Monday, April 7, 2008
RIP Charlton Heston 1924-2008
Even during his box office champion heyday, Charlton Heston was referenced as an object of some derision, as a wooden actor who brought with him a patented godlike posturing and familiar stentorian vocal style alongside his obvious good looks, blazing blue eyes and well-toned physique. Heston had a serious track record of blockbusters, from the fifties through the seventies, colorful big budget productions like The Greatest Show on Earth (’52), The Ten Commandments (’56), The Big Country (’58), Ben-Hur (’59), El Cid (’61), 55 Days at Peking (’63), The Greatest Story Ever Told (’65), Planet of the Apes (’67), The Omega Man (’71), Soylent Green (’73),Earthquake (’74), and Airport 75 (’74).
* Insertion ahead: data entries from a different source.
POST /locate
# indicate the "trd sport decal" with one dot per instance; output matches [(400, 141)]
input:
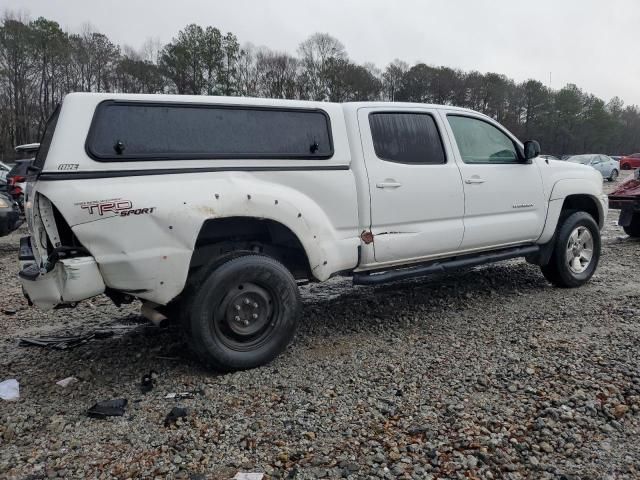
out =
[(115, 207)]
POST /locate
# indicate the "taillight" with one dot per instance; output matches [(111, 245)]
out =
[(16, 179)]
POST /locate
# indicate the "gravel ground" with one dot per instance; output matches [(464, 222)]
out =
[(491, 373)]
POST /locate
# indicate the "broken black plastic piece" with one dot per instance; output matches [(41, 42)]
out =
[(174, 414), (119, 147), (108, 408), (147, 382)]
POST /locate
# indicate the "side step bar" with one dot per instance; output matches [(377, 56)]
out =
[(367, 278)]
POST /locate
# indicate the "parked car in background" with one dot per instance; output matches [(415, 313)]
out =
[(4, 187), (17, 178), (629, 162), (626, 198), (609, 168), (9, 215), (4, 170)]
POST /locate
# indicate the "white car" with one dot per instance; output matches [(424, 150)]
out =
[(607, 166), (213, 207)]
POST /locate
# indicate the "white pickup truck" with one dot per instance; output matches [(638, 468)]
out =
[(215, 208)]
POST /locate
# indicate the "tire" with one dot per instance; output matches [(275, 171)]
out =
[(633, 229), (573, 227), (242, 313)]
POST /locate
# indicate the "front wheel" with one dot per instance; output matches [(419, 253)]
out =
[(633, 229), (576, 252), (243, 314)]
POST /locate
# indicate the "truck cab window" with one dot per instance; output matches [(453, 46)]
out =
[(480, 142), (407, 138)]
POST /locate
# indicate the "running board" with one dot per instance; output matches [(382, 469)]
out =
[(367, 278)]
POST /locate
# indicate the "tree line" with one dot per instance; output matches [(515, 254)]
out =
[(40, 63)]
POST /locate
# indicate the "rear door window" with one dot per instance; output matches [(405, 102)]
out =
[(481, 142), (403, 137), (160, 131)]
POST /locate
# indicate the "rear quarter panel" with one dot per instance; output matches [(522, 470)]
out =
[(142, 228)]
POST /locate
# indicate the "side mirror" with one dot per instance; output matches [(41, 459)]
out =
[(531, 149)]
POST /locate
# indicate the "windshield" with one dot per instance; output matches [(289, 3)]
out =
[(584, 159)]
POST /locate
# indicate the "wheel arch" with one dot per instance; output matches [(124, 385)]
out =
[(575, 194), (219, 237)]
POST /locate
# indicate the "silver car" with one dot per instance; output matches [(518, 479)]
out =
[(607, 166)]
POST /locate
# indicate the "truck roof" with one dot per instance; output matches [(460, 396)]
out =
[(96, 97)]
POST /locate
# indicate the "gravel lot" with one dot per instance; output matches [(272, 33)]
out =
[(491, 373)]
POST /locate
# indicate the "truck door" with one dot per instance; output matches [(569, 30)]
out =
[(504, 195), (417, 198)]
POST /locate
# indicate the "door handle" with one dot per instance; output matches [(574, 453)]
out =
[(388, 185)]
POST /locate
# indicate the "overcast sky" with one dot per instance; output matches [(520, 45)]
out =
[(593, 43)]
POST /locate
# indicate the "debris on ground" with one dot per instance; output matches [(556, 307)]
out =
[(10, 390), (180, 395), (108, 408), (65, 342), (175, 414), (248, 476), (65, 382), (148, 382)]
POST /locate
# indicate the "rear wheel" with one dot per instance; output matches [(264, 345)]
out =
[(633, 229), (243, 313), (576, 251)]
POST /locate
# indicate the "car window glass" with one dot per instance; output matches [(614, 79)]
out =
[(160, 131), (406, 138), (480, 142)]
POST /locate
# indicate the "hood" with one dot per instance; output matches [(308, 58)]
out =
[(569, 166)]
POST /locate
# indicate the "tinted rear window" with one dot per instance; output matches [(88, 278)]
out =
[(20, 168), (406, 138), (137, 131)]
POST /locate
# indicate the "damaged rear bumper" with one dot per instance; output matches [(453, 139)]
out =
[(69, 281)]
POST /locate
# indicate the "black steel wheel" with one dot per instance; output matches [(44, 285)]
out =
[(243, 313)]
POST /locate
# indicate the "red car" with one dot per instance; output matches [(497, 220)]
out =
[(630, 161), (626, 198)]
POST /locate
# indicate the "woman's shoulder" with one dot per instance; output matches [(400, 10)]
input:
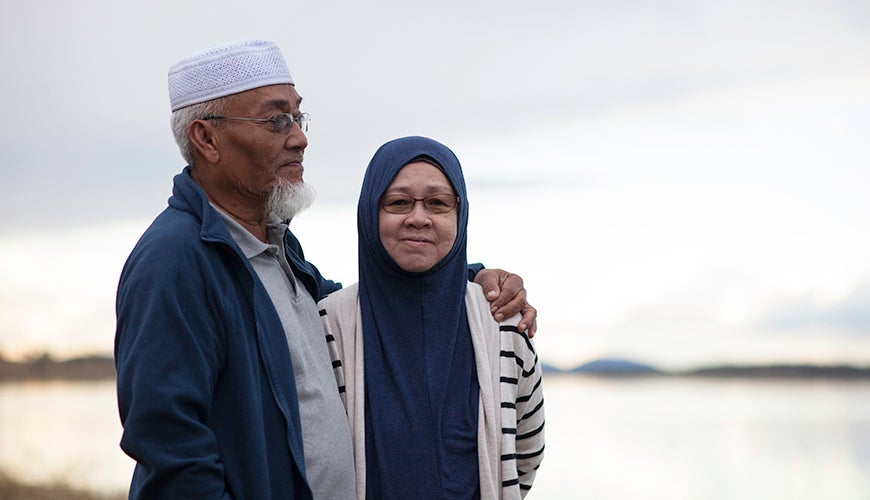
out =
[(474, 297)]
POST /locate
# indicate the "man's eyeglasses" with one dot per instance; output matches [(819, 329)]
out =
[(404, 204), (281, 124)]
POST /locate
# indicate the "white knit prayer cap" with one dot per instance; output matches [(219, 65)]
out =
[(224, 70)]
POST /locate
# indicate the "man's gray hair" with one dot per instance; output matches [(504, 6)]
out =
[(181, 118)]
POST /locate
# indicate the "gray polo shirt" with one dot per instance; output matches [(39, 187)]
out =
[(325, 431)]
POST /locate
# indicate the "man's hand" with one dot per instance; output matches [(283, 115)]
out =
[(507, 297)]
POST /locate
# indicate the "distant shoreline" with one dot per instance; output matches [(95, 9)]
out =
[(97, 367), (87, 368)]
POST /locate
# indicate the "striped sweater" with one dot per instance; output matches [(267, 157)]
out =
[(511, 420)]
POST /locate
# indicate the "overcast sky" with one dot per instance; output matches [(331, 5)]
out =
[(681, 181)]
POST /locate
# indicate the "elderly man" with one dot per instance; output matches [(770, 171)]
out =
[(225, 387)]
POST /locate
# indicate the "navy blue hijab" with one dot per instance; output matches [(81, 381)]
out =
[(421, 392)]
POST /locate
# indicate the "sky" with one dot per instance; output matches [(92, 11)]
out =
[(678, 182)]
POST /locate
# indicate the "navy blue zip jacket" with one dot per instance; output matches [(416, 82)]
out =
[(205, 383)]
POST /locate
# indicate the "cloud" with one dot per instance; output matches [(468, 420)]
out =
[(851, 314)]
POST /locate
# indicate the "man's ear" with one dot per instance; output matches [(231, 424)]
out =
[(202, 139)]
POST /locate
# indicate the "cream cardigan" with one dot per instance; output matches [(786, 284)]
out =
[(510, 440)]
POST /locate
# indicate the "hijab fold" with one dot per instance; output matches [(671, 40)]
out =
[(417, 345)]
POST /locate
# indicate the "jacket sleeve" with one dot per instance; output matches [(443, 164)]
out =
[(168, 355), (530, 412)]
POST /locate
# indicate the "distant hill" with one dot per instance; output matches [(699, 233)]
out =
[(616, 367), (91, 368), (47, 368)]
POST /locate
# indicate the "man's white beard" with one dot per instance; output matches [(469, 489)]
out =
[(287, 198)]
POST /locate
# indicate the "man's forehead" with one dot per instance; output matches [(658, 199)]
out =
[(271, 96)]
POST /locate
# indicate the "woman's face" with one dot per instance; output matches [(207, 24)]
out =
[(418, 239)]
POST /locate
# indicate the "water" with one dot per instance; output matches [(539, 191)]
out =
[(653, 438)]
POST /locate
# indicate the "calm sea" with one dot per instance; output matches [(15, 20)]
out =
[(644, 438)]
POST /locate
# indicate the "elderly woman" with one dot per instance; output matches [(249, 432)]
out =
[(443, 401)]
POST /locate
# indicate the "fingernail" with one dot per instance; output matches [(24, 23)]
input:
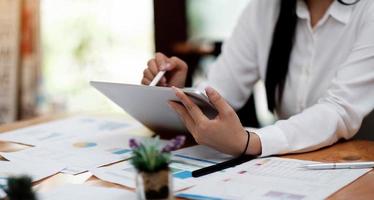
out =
[(163, 80), (209, 90), (167, 66)]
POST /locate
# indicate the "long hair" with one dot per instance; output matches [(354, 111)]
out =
[(280, 51)]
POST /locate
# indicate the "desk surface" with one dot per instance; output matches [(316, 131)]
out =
[(362, 188)]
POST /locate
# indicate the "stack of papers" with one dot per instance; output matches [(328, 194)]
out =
[(184, 161), (79, 143), (72, 192), (273, 178)]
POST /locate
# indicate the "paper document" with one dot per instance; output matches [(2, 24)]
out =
[(274, 178), (78, 156), (184, 161), (67, 130), (73, 192), (36, 171)]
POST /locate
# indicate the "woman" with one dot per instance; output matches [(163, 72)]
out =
[(317, 60)]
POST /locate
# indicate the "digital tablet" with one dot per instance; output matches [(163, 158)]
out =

His monolithic and magisterial presence registered well with audiences, even those who enjoyed a good joke at his expense, yet he never had quite the magical trick up his sleeve to please the highminded moviegoing crowd, the sort of stuff his beefcake brothers like Robert Mitchum (intrinsic coolness), Kirk Douglas (high flying neuroticism), or Burt Lancaster (magnetic vitality) had in spades. (Heston did manage to be part of three enduring critical faves: Orson Welles’ Touch of Evil (’58), Sam Peckinpah’s Major Dundee (’65), and the vastly underrated Western Will Penny (’68).) Heston, like Sinatra a liberal gone over to the dark side with age, became a kind of Cardinal of Conservatism, and in the last decade and more he became the omniscient narrator and spokesman of the gun lobby and other right wing causes, becoming known as much for his political stances than his quite glorious Technicolor past, a past filled quite nicely by the ever chiseled Heston, rugged and rigid, clad in sandals, a robe, or some other such spurious costume, surrounded by extras, guided by a dictatorial director from high in a camera crane, a central piece of the lavish and plush jigsaw excessive splendor that was Hollywood in the heart of the studio era.